A hundred-year-old lime tree shades the terrace, and the tables beneath it are the most fought-over seats in the village. Le Tilleul sits just past the stone rampart gate on Place du Tilleul, where Steven Trucco cooks a Provençal carte that runs from a EUR16 plat du jour to truffle risotto and a fillet of sea bass finished like a bouillabaisse. Two-course menus start at EUR32. The Michelin Guide and Gault&Millau both list it, yet nobody books a year out. They come for lunch in the shade and a glass of Bandol rosé.
The Kitchen
Steven Trucco runs the kitchen, cooking a Provençal repertoire crossed with the Italian influence that has shaped this stretch of the Côte d'Azur for a century. The menu moves with the morning market: scallop and truffle risottos in the cooler months, roast guinea fowl supreme, and a sea bass fillet served en bouillabaisse, the saffron broth poured at the table. A short list of dishes of the day starts at EUR16, alongside set menus at EUR32 for two courses and EUR39 for three.

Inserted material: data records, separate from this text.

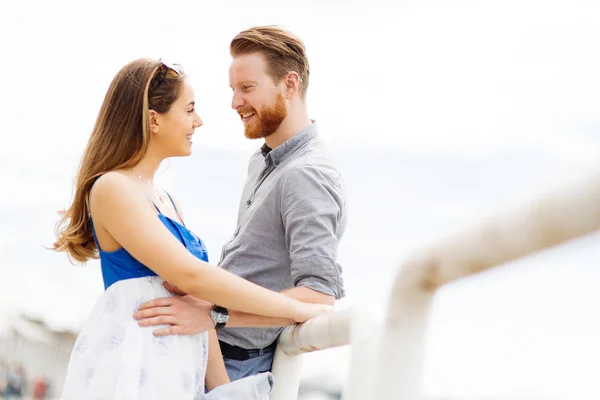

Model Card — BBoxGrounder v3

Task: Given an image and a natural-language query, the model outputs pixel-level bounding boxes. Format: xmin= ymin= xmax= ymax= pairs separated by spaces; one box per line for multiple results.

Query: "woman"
xmin=54 ymin=59 xmax=330 ymax=400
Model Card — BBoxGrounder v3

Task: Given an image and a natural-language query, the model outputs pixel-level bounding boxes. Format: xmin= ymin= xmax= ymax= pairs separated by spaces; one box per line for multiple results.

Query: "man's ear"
xmin=284 ymin=71 xmax=300 ymax=99
xmin=148 ymin=110 xmax=159 ymax=135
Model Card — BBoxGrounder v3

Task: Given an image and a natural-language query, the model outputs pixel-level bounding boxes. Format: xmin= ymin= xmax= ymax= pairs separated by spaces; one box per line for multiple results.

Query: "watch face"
xmin=211 ymin=311 xmax=227 ymax=323
xmin=217 ymin=314 xmax=227 ymax=322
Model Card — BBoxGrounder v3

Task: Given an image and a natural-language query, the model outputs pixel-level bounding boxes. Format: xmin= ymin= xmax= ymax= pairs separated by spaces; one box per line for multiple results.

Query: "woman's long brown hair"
xmin=52 ymin=59 xmax=184 ymax=263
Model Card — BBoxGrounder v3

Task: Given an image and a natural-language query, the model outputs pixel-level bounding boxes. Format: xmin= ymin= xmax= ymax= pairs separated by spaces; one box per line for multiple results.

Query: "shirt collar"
xmin=260 ymin=120 xmax=317 ymax=165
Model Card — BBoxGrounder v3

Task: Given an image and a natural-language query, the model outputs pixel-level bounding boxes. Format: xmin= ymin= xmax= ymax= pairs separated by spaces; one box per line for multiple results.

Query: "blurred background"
xmin=0 ymin=0 xmax=600 ymax=400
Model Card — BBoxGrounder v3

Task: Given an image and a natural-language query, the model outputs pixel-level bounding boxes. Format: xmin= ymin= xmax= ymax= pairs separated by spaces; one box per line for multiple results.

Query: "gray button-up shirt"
xmin=219 ymin=123 xmax=346 ymax=349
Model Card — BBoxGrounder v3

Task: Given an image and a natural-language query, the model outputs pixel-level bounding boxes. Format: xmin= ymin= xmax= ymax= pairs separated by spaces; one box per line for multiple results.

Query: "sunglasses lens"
xmin=159 ymin=58 xmax=183 ymax=75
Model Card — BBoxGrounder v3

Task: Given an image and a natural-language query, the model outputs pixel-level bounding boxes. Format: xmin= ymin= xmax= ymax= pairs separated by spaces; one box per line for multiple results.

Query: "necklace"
xmin=131 ymin=168 xmax=165 ymax=203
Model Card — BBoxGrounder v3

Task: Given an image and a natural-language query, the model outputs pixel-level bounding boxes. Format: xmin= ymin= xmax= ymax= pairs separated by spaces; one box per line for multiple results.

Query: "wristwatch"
xmin=210 ymin=305 xmax=229 ymax=330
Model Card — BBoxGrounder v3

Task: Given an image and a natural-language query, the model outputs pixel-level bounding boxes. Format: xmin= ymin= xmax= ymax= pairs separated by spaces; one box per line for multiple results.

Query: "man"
xmin=136 ymin=26 xmax=346 ymax=380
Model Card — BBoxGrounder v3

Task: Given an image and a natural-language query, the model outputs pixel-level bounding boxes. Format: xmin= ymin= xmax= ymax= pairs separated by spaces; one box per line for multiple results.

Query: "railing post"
xmin=373 ymin=170 xmax=600 ymax=400
xmin=269 ymin=327 xmax=303 ymax=400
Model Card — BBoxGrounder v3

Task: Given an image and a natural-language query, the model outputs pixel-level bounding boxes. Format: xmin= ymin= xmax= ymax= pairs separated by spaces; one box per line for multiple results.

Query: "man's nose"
xmin=231 ymin=93 xmax=244 ymax=110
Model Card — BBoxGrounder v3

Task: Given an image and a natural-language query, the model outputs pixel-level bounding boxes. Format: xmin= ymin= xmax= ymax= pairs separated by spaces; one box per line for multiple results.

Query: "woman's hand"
xmin=133 ymin=296 xmax=215 ymax=336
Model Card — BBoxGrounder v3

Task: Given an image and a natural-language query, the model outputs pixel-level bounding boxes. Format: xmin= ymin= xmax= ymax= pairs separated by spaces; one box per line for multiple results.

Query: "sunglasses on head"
xmin=150 ymin=58 xmax=183 ymax=91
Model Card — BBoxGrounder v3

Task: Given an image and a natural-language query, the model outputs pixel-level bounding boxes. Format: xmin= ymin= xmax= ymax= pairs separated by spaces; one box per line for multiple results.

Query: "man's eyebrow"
xmin=229 ymin=81 xmax=258 ymax=89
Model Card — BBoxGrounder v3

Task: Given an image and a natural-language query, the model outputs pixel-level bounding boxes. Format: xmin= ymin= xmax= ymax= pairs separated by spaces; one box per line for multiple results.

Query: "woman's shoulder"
xmin=92 ymin=170 xmax=132 ymax=190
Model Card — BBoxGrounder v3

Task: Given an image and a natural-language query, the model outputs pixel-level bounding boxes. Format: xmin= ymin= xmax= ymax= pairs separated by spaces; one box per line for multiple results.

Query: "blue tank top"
xmin=90 ymin=193 xmax=208 ymax=290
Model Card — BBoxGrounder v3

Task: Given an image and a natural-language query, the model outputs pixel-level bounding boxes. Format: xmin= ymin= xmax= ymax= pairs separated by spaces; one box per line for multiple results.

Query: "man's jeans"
xmin=223 ymin=347 xmax=275 ymax=382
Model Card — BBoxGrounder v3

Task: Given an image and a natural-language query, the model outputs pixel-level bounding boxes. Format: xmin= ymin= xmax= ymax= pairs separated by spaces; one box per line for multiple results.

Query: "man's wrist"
xmin=210 ymin=304 xmax=229 ymax=330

The cooking is gourmet bistro rather than tasting-menu theatre: classic technique, regional produce, no foam. Both the Michelin Guide and Gault&Millau list Le Tilleul, recognition that tracks consistency more than ambition. The address does real work. Le Tilleul sits on Place du Tilleul, just beyond the gate into the old town, so the terrace looks out across the valley instead of into a crowded lane. Trucco's team also runs a salon de thé between services, which keeps the terrace working from noon until dinner begins at 19:30.
The Room
The terrace is the room. Tables sit under the lime tree on Place du Tilleul, spaced generously, with the valley dropping away beyond the parapet. A small stone-walled dining room handles cooler evenings and keeps an open view of the village. Lighting is daylight by day and low and warm after dark. The sound level stays conversation-easy: this is a village square, not a packed bistro, and the loudest thing is usually the cicadas. Dress is smart-casual, leaning to holiday linen. The room seats roughly fifty across the terrace and interior, and turns gently rather than twice a night.
Best for a First Date
Book Le Tilleul for a first date because the terrace does the work before the food arrives. The lime tree and the valley view set a scene no interior can fake, the tables sit far enough apart to talk, and the EUR32 lunch menu lets you settle the cheque without a flinch on a first meeting. Come at midday for the light or at the start of dinner service for the sun going down over the hills. Order the truffle risotto to share, a bottle of Bandol rosé, and let the afternoon stretch into the tea-room hours. Ask for a table at the parapet edge when you reserve.
Not for
Skip it if you want a hushed, ambitious tasting menu. This is a market-driven Provençal bistro, and at midday in summer the terrace runs full and lively.